Prompt engineering has gone from esoteric to essential for PMs.
5 skills you need to know to up your game:
1. Writing documents
2. Building tables
3. Understanding users
4. Analyzing competitors
5. Responding to email
Our tool of choice today is going to be Bing AI.
Unlike chatGPT, it's free.
But - it's different:
· You can't submit really long prompts.

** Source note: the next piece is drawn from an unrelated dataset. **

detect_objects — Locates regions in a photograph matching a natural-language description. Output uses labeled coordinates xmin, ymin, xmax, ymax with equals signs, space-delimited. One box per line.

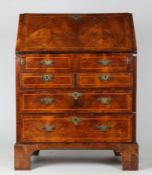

There's a character limit
· You can't continue the conversation after 10 back & forths
Bing prompt engineering is a skill of concision.
1. Writing documents
Generative AI can be your first draft's best friend.
It will put down all the basics for PRDs, vision docs, strategy docs, team charters, and memos.
It can save PM's time writing virtually everything important.
However, there's an art to getting its help.
Telling Bing to write a type of document - eg, "Strategy Doc" - will push it to a generic template.
Instead, YOU specify the key sections & details.
Here's my template:
"Write a document to add X feature to Y product for Z reasons. Include the following sections: A, B, C."
Tips:
· Use creative mode
· Ask it to 'Continue' if it stops
· Give it feedback to re-write sections
· In followups, ask for more data and supporting evidence
2. Building tables
Bing can build you a table with information really quickly.
It helps you "think" in 2x2s and multi-variable equations.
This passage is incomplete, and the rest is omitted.